It sounds like the #6 is closer to a CCK 1203 or even a 1503.

I've seen a sugimoto #1 floating around somewhere. That's probably a more realistic comparison to the CCK1303 and the SUIEN


----------



## XooMG (Jul 23, 2017)

IndoorOutdoorCook said:


> I have sugimoto 6. Compared to suien vc, flatter profile, thicker, and has distal taper
> 
> @benuser fyi the 'fake lamination line' is from the quenching process. I lost mine thinning and now is covered in patina anyway. Suien vc is monosteel virgin carbon.

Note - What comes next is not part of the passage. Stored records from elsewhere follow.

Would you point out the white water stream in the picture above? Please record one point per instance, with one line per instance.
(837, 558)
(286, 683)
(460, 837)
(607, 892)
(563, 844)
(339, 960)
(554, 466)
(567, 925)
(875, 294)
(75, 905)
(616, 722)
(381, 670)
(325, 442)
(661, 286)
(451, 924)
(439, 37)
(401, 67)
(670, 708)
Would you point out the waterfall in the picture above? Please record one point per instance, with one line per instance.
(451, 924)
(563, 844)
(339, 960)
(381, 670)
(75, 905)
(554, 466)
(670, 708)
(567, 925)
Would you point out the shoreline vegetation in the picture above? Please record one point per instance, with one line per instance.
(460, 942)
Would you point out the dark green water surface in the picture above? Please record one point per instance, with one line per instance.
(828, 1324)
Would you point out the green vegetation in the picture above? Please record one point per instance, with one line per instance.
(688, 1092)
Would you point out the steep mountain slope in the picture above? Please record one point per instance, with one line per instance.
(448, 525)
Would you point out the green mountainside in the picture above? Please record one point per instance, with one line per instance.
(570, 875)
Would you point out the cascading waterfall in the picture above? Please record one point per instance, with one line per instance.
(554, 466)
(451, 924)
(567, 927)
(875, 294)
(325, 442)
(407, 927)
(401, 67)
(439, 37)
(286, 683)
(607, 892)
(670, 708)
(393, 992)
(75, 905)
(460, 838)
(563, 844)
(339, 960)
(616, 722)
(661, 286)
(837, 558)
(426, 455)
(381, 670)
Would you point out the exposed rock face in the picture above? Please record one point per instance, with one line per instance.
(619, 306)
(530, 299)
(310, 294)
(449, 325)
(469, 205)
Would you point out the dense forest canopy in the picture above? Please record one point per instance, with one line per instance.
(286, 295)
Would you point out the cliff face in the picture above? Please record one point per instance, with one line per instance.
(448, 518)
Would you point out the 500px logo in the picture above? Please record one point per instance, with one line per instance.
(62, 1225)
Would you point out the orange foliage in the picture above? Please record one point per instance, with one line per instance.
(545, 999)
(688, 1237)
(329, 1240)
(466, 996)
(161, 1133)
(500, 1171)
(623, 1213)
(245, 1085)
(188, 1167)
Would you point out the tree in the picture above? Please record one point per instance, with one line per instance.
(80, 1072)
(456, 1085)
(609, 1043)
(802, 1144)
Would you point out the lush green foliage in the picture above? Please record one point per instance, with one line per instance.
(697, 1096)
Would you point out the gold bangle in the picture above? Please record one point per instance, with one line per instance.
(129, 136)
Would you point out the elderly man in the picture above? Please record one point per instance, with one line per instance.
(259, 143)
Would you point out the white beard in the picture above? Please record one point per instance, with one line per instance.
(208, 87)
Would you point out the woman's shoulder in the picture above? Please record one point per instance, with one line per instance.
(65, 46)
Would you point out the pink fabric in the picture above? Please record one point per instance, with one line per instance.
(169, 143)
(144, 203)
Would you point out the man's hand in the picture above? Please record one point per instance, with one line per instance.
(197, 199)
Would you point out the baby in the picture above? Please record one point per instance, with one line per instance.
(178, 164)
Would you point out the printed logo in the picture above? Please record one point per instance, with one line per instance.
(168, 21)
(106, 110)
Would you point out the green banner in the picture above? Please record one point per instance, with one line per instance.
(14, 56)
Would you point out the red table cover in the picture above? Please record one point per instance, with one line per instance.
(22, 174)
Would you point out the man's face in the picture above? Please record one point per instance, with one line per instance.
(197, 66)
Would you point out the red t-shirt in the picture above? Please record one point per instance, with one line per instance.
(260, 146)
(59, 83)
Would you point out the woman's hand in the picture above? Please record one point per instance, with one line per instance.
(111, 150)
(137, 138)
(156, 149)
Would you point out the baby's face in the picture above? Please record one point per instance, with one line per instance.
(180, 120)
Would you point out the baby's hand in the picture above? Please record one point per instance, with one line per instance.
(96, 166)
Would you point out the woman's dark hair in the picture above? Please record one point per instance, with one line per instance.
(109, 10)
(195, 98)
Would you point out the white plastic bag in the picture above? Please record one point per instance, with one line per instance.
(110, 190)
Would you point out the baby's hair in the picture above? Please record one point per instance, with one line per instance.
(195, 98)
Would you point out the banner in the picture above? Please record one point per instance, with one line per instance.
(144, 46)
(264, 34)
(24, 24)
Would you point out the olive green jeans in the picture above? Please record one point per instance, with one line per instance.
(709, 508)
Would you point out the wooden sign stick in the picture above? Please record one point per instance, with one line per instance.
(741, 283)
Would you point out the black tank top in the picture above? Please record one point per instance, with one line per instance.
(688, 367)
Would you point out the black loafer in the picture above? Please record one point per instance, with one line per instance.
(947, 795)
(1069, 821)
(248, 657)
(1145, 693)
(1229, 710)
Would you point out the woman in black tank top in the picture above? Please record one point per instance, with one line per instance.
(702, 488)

It is not from quench. The edge and upper flat are masked when frosting the lower flat. The line should be roughly the same from knife to knife. I am no expert though, so I may be wrong.


----------



## WOK-a-holic (Jul 24, 2017)

Benuser said:


> Don't worry, WOK-a-holic, you're quite convincing...
> Thanks a lot, guys, for your replies.
> Much appreciated.



my ONLY complaint is the edge profile has to much belly.
you said your not that concerned about the profile.
profile gets flatter with time/use /sharpening .
The frosted finsh on bottom will disappear quickly, after thinning the blade and a little polishing. 
then alow patina to build up .
The quality and strength of the metal is mind blowing! 
even to this day, I am shocked how sharp I can get the blade. stays sharp really long time.

size, shape, dimensions, and weight are ideal. (220mm×107mm× 450grams)
After reprofiling edge (flatter ) and a good patina . I HAVE NO COMPLAINTS. 
no need to spend $300-$600 :moon:


----------



## trilby (Jul 26, 2017)

Which are more desirable? German or Japanese cleavers?


----------



## chinacats (Jul 26, 2017)

trilby said:


> Which are more desirable? German or Japanese cleavers?



Chinese


----------



## WOK-a-holic (Jul 26, 2017)

trilby said:


> Which are more desirable? German or Japanese cleavers?



Japanese or Chinese 

The old carbon steel German Cleavers are okay for splitting bones but the Chinese make heavy ones that are better. 

Chinese vegetable cleaver is called :CAI DAO
Japanese made Chinese style Cleavers are called: CHUKA BOCHO

CAI DAO is the original, CHUKA BOCHO is Japan's version ,the edge profile usually has more belly .
if you want to cut vegetables you will need one of these.

* skip the German cleaver:flush:


----------



## Noodle Soup (Jul 26, 2017)

Japanese cleaver probably have better steel but if you are actually cooking Chinese, Chinese cleavers are on their home turf.


----------



## WOK-a-holic (Jul 28, 2017)

Noodle Soup said:


> Japanese cleaver probably have better steel but if you are actually cooking Chinese, Chinese cleavers are on their home turf.



I just got a CCK 1103 (Hong Kong) a few days ago .
love the flatter edge profile. The blade is crazy thin , steel quality seems pretty good ....but I think my Japanese made SUIEN VC cleaver wins on steel quality, and loses on edge profile.


----------



## Duckfat (Aug 4, 2017)

I'd take any cleaver mentioned here Vs not having one! I can't imagine my arsenal devoid of a cleaver. If cost is a factor I'd definitely consider CCK or even Dexter. I recently saw some Carbon cleavers in original packing on eBay from the 50's for around $125. Kind of interesting as well. I'm not a big fan of the belly but the Suien is a nice piece and I can't imagine you wouldn't be happy with it. For cleaver lust I used to google the Hattori. 

Dave


----------



## Benuser (May 23, 2019)

Found it remarkably useful for use as an alternative to the French chef's or gyuto, as it isn't deadly flat but has a slight curve, allowing the 'guillotine and glide' I'm used to. The extra weight is only helpful and it took me very little time to get used to it. The handle allows it just to rest on three fingers, freeing my arthritic thumb. Most comfortable after easing the choil. 
Have thinned a bit, so that fake lamination line disappeared. Good occasion to see how regular the grinding is. As expected, very easy sharpening.


----------